The foundation of multithreading is a well-defined memory model. From the reader’s perspective, it consists of two aspects. On the one hand, there is the enormous complexity of it, which often contradicts our intuition. On the other hand, it helps a lot to get a deeper insight into the multithreading challenges. In the first approach, I want to give you a mental model. That being said, the C++ memory model defines a contract.
This contract is between the programmer and the system. The system consists of the compiler that generates machine code and the processor that executes the machine code, and it includes the different caches that store the state of the program. The result is - in the good case - a well-defined executable that is fully optimized for the hardware platform. To be precise, there is not only a single contract, but a fine-grained set of contracts; i.e. the weaker the rules are that the programmer has to follow, the more potential there is for the system to generate a highly optimized executable.
There is a rule of thumb: the stronger the contract, the fewer liberties for the system to generate an optimized executable. Sadly, the other way around will not work. When the programmer uses an extremely weak contract or memory model, there are a lot of optimization choices. The consequences are that the program is only manageable by a handful of worldwide recognized experts worldwide, and neither you nor I am likely to belong to that group. Roughly speaking, there are three contract levels in C++11.
Before C++11, there was only one contract. The C++ language specification did not include multithreading or atomics. The system only knew about one control flow and, therefore, there were only restricted opportunities to optimize the executable. The key point of the system was to guarantee–for the programmer–that the observed behavior of the program corresponded to the sequence of the instructions in the source code. Of course, this means that there was no memory model. Instead, there was the concept of a sequence point. Sequence points are points in the program, at which the effects of all instructions preceding it must be observable. The start or the end of the execution of a function are sequence points. When you invoke a function with two arguments, the C++ standard makes no guarantee about which arguments will be evaluated first, so the behavior is unspecified. The reason is straightforward: the comma operator is not a sequence point and this will not change in C++.
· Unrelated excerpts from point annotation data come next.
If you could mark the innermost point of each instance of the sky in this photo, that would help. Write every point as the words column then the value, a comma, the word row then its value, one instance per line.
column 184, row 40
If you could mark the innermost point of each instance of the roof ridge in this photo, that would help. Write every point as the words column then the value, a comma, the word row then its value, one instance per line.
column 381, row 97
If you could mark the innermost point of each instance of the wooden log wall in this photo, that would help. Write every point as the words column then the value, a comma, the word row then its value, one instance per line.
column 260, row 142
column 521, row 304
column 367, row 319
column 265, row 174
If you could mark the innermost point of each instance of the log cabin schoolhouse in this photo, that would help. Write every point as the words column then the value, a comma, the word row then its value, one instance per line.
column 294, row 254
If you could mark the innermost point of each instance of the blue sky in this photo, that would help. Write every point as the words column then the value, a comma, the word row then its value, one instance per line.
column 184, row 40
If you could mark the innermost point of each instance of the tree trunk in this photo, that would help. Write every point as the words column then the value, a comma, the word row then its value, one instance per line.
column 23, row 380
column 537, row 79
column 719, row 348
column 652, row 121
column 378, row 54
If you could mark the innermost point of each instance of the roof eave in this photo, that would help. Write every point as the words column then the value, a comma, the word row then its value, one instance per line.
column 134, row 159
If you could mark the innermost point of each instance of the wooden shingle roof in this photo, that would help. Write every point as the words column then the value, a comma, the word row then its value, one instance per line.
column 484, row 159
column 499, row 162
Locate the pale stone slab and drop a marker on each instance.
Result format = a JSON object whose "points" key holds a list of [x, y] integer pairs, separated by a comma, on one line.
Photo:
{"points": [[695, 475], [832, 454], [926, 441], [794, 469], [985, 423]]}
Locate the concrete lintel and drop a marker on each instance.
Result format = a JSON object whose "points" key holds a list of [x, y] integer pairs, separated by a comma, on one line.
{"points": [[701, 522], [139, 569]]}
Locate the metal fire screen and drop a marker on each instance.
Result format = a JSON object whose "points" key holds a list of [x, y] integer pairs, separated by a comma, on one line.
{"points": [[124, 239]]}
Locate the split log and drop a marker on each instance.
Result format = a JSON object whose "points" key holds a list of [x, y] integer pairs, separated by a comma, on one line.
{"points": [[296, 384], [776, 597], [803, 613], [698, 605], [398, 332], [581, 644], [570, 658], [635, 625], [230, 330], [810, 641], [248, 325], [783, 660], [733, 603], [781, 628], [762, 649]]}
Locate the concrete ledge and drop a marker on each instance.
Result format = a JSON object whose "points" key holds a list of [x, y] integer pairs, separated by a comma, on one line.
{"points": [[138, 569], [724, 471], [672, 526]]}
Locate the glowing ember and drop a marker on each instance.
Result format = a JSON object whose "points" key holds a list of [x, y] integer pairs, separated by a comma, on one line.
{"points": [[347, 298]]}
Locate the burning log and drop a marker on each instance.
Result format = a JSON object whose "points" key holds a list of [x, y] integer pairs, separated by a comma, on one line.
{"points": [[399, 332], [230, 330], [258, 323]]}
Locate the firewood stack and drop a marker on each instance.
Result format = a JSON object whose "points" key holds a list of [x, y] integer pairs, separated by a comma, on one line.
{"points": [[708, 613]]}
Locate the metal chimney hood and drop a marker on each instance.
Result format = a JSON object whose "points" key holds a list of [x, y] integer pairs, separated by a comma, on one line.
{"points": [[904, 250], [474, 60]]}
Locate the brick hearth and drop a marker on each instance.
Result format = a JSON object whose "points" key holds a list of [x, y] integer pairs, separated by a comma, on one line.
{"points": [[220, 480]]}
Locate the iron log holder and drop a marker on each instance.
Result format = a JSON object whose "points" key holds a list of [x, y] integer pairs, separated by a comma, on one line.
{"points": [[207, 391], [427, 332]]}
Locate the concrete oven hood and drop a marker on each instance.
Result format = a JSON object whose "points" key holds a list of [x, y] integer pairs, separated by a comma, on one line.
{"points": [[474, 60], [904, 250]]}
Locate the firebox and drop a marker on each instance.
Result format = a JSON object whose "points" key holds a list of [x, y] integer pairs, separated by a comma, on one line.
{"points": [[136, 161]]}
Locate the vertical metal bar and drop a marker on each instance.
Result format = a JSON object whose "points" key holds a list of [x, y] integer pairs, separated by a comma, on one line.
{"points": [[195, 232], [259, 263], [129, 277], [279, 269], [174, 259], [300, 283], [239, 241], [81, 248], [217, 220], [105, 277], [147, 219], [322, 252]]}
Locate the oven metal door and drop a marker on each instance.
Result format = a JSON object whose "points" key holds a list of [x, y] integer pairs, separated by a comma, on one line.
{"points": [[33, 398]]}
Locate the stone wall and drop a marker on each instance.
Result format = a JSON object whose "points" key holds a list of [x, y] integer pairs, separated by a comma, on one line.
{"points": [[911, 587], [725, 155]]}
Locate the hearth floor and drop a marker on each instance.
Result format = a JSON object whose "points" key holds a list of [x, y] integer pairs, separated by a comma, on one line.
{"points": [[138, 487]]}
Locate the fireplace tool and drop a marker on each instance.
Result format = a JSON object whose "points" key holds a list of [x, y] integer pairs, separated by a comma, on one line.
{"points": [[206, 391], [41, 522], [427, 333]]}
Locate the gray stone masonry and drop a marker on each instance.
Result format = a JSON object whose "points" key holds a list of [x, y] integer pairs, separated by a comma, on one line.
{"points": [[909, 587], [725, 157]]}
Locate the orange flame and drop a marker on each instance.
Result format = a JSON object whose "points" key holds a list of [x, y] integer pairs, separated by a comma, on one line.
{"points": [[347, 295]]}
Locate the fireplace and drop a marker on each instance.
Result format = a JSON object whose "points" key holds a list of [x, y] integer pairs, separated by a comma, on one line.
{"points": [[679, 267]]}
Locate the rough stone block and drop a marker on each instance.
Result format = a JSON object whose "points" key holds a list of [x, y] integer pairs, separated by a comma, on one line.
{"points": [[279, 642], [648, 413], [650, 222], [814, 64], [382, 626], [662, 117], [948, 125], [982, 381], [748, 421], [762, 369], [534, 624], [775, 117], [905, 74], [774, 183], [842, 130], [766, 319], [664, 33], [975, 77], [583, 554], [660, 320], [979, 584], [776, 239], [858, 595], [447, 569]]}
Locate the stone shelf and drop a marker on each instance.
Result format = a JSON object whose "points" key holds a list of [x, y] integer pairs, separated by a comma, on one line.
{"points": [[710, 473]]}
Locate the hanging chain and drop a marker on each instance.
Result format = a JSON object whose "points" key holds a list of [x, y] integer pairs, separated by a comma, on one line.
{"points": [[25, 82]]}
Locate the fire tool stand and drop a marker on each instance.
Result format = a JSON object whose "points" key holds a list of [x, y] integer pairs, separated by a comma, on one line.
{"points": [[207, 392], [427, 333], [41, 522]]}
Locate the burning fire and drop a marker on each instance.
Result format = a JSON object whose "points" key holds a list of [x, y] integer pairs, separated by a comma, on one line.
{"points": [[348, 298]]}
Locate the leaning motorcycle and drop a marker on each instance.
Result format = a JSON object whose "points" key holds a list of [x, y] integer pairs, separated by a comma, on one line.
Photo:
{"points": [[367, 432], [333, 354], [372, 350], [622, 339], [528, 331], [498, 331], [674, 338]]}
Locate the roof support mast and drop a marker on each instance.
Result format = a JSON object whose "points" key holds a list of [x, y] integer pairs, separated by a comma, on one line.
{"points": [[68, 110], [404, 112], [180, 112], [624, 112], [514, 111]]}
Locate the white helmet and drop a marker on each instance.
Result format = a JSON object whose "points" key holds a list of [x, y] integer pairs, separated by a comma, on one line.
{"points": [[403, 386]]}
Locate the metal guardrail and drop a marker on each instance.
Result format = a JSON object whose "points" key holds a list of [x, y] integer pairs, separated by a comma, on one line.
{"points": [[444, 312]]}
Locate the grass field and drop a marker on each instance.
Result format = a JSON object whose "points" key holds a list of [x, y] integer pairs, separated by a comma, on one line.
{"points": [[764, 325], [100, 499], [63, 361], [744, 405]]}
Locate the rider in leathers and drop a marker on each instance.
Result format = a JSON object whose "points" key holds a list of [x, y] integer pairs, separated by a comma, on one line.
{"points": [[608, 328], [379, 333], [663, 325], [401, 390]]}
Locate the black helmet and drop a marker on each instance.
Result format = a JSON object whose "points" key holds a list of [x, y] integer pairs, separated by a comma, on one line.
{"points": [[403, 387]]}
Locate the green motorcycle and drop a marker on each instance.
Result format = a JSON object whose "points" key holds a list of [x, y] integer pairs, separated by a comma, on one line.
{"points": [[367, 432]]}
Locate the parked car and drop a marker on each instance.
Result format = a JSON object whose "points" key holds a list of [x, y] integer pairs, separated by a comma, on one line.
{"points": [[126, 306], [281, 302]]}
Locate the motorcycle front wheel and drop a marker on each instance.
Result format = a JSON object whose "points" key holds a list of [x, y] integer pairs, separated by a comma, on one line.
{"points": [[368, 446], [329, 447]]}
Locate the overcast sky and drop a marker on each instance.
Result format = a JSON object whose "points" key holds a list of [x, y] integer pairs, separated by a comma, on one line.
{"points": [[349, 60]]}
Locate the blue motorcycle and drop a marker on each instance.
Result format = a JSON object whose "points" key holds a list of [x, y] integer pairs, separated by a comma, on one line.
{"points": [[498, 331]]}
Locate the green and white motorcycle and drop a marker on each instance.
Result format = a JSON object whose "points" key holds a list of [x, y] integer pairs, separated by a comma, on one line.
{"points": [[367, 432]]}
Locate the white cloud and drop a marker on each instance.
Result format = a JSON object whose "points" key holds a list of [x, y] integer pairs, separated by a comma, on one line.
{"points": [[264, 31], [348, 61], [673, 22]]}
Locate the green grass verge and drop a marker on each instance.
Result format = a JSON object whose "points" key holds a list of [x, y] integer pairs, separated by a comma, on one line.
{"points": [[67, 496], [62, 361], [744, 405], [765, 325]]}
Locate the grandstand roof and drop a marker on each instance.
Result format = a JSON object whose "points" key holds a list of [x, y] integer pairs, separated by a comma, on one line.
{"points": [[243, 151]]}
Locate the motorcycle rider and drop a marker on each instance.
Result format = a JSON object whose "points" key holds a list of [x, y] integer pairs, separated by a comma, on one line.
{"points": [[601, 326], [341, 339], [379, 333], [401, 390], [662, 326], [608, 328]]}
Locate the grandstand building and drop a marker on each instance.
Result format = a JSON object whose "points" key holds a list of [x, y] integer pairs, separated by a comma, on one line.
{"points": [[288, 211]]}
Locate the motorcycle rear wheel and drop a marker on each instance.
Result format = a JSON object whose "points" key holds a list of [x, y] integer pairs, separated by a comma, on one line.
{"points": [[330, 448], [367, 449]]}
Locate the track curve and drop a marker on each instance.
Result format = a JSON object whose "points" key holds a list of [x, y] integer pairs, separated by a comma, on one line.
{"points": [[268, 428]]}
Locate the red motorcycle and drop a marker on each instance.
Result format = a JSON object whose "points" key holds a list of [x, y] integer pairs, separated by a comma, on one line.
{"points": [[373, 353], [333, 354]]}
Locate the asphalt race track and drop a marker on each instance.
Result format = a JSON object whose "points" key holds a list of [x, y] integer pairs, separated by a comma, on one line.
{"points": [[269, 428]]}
With C++11 everything has changed. C++11 is the first standard aware of multiple threads. The C++ memory model that was heavily inspired by the Java memory model is the reason for the well-defined behavior of threads. However, the C++ memory model goes - as always - a few steps further. The programmer has to obey a few rules in dealing with shared variables to get a well-defined program. The program is undefined if there exists at least one data race. As I already mentioned, you have to be aware of data races if your threads share mutable data. Tasks are a lot easier to use than threads or condition variables.
With atomics, we enter the domain of the experts. This will become more evident, the more we weaken the C++ memory model. We often talk about lock-free programming when we use atomics. I spoke in this subsection about the weak and strong rules; indeed, the sequential consistency is called the strong memory model, and the relaxed semantic is called the weak memory model.